MPEG-G Part 6

Genomic Annotation

The extensive usage of high-throughput deoxyribonucleic acid (DNA) sequencing technologies opens up new perspectives in the treatment of several diseases and enables the implementation of a new approach to healthcare known as “precision medicine”.

DNA sequencing technologies produce extremely large amounts of raw data which are stored in different repositories worldwide. The processing, analysis, and comparison of such distributed data is a fundamental element for the effective usage of sequencing data for clinical and scientific purposes. Standard Application Program Interfaces (APIs) and Metadata, obviously, are the basis for interoperable and automated data access and processing systems that can efficiently operate on the worldwide available sets of sequencing data.

Annotations as a critical element in genomic information processing

While the existing parts 1-5 of the ISO/IEC 23092 (MPEG-G) standard concern themselves with the representation of genomic information derived from the so-called primary analysis of sequencing data – sequencing reads and qualities, and their storage and alignment to a reference set of sequences – that is only the first step in a long series. In particular, the results of primary analysis are usually processed further in order to obtain higher-level information.

For instance, the alignments of RNA-sequencing reads falling across a gene (i.e., a set of specific intervals of the reference genome) might be counted in order to establish the expression level of such a gene in the given biological condition. Several conditions (and hence several sets of reads coming from different experiments) might need to be compared. In general, the process of aggregating information deduced from single reads and their alignments to the genome into more complex results is called secondary analysis.
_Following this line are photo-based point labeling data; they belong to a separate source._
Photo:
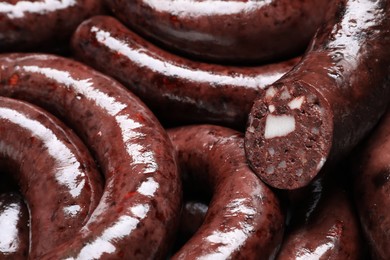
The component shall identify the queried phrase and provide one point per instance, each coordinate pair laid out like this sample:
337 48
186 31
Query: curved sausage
29 24
14 235
192 217
197 92
372 189
141 201
323 107
330 229
244 219
232 31
55 172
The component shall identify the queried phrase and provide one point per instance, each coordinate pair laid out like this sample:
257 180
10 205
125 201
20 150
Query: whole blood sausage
197 92
28 24
54 170
14 235
141 201
328 102
244 219
329 230
372 189
192 217
232 31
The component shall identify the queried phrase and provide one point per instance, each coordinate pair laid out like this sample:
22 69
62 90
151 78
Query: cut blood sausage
140 206
197 92
328 228
232 31
55 172
244 219
328 102
28 24
14 236
372 189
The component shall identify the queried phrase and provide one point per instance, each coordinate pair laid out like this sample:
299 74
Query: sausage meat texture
55 172
233 31
197 92
244 219
323 107
141 200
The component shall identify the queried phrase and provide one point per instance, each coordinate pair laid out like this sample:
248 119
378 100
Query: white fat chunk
277 126
271 108
321 163
296 103
285 95
270 92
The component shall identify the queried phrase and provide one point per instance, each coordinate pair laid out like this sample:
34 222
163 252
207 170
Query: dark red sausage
192 217
55 172
328 228
14 235
196 92
372 189
141 201
328 102
28 24
232 31
244 219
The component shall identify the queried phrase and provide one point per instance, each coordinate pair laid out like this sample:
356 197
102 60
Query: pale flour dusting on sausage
20 9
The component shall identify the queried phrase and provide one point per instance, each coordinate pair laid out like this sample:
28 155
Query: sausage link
323 107
14 218
328 228
55 172
29 24
233 31
372 189
192 217
141 201
244 219
197 92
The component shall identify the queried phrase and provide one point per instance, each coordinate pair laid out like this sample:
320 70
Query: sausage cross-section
244 219
323 107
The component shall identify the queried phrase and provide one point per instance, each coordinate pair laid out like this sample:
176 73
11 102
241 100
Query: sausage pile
157 129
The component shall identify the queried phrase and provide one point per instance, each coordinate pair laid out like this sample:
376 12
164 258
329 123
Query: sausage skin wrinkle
141 201
29 24
372 189
197 92
233 31
244 219
323 107
330 229
55 172
14 217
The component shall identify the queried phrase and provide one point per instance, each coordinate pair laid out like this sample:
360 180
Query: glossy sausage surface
55 172
232 31
140 205
325 227
14 226
323 107
196 92
372 189
29 24
244 219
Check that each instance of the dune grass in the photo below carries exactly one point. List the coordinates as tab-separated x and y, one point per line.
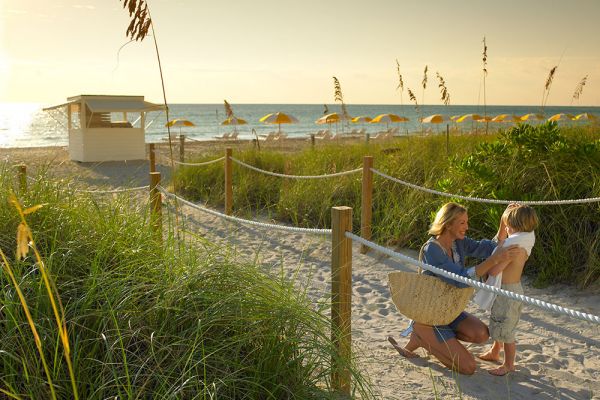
544	162
147	320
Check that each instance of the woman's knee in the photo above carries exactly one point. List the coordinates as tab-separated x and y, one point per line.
467	366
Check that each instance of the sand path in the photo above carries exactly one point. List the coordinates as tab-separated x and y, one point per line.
558	356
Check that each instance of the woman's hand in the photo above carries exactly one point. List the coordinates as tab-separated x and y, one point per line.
505	254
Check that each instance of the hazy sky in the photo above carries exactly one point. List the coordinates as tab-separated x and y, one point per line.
279	51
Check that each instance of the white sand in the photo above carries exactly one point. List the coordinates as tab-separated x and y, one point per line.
557	356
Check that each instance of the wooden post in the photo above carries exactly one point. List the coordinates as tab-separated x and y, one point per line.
447	140
228	182
341	296
366	208
182	148
155	202
152	157
22	177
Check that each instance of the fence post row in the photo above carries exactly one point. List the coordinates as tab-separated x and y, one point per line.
182	148
152	157
228	182
22	177
366	208
341	297
155	202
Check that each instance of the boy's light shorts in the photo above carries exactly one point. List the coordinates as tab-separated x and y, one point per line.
505	315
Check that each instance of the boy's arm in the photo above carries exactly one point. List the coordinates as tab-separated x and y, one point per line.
496	269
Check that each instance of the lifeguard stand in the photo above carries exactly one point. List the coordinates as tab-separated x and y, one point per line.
106	128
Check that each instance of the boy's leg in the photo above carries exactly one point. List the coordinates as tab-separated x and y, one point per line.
493	354
510	350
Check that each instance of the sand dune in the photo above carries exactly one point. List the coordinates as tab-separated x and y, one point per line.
558	357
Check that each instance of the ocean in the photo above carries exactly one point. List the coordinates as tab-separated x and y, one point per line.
26	125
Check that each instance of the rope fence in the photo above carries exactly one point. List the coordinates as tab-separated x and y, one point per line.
353	171
241	220
515	296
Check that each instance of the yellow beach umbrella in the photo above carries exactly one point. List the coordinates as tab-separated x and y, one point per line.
506	118
361	119
586	117
468	117
279	118
561	117
387	119
179	123
532	117
235	121
434	119
329	119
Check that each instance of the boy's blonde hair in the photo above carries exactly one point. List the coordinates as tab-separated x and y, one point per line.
521	218
444	217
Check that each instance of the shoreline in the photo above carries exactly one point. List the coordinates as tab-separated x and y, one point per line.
557	356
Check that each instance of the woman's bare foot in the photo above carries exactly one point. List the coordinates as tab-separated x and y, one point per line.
402	350
501	371
489	356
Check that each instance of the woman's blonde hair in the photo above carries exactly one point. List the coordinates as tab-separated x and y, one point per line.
444	217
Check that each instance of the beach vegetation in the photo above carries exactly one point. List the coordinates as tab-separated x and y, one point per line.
526	163
141	317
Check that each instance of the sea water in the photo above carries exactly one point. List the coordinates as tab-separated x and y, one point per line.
26	125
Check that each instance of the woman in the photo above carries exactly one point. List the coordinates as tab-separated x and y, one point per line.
447	249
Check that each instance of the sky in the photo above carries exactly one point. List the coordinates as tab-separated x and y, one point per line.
279	51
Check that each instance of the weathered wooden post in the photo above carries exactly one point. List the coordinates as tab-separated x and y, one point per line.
341	297
447	140
155	202
228	182
366	208
182	148
152	157
22	177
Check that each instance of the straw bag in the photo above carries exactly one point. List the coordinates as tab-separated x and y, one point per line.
427	299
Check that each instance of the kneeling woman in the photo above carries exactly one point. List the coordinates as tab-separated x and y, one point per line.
447	249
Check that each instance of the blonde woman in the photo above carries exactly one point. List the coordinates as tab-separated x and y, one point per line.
447	249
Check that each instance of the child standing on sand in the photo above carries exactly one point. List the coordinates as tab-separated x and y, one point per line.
519	221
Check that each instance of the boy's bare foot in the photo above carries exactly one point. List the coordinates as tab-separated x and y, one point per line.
403	352
489	356
501	371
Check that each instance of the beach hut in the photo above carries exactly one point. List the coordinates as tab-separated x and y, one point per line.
106	128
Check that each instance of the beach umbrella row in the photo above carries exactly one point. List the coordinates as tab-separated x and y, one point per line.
283	118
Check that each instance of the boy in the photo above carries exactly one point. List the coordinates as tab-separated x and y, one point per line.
519	221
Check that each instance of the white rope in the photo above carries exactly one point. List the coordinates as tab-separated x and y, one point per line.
244	221
480	200
296	176
473	283
199	164
120	190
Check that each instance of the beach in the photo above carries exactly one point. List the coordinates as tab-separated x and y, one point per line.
557	356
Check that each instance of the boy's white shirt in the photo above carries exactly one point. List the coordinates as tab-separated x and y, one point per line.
485	299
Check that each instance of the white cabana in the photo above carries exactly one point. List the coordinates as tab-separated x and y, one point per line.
106	128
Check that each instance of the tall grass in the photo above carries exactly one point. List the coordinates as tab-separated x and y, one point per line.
150	321
523	163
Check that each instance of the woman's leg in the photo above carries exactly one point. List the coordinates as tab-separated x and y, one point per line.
472	330
451	353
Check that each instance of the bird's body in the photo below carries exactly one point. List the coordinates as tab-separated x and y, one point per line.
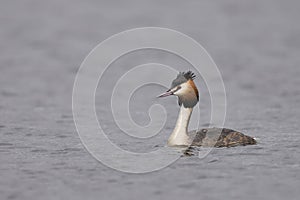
184	87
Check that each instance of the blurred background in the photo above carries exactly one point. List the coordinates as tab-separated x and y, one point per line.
254	43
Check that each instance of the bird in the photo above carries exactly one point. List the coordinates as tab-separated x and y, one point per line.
184	87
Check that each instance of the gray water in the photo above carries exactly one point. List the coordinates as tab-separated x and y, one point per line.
256	46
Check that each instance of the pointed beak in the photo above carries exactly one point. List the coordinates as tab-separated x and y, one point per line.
167	93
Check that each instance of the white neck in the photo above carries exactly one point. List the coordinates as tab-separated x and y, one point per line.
179	136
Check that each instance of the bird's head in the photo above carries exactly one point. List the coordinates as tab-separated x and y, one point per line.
185	89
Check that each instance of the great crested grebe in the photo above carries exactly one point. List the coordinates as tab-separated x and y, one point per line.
185	89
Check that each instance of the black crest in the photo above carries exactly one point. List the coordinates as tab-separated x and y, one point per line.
183	77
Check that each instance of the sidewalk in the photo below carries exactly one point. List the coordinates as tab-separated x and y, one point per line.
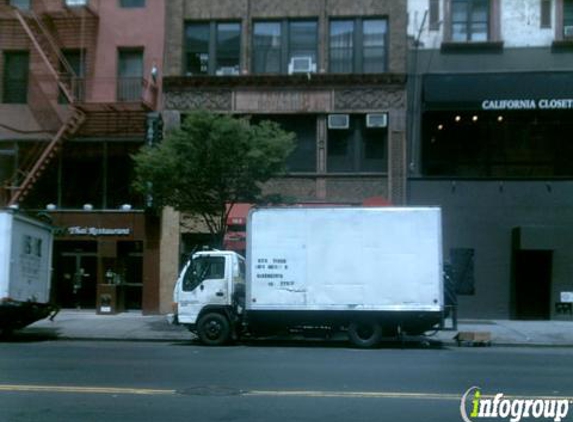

In most biological studies based on sequencing protocols, the output of secondary analysis is usually represented as different types of annotations (meta-information) all associated to one or more intervals on the reference sequences.

At the moment each source of information – functional annotation of the reference genome, signal intensity for ChIP-seq, coverage for DNA- or RNA-seq, databases of variants – is represented using a number of completely different formats. In addition, the precise semantics of such formats is usually left unspecified, leaving the field open to the presence of different, and slightly incompatible, formats for each information source. That places onto scientists working on integrative analysis a heavy burden, forcing them to convert information frequently, complicating set-up when sets of experiments need to be visualized together, and making the exchange of information in most cases unnecessarily complicated.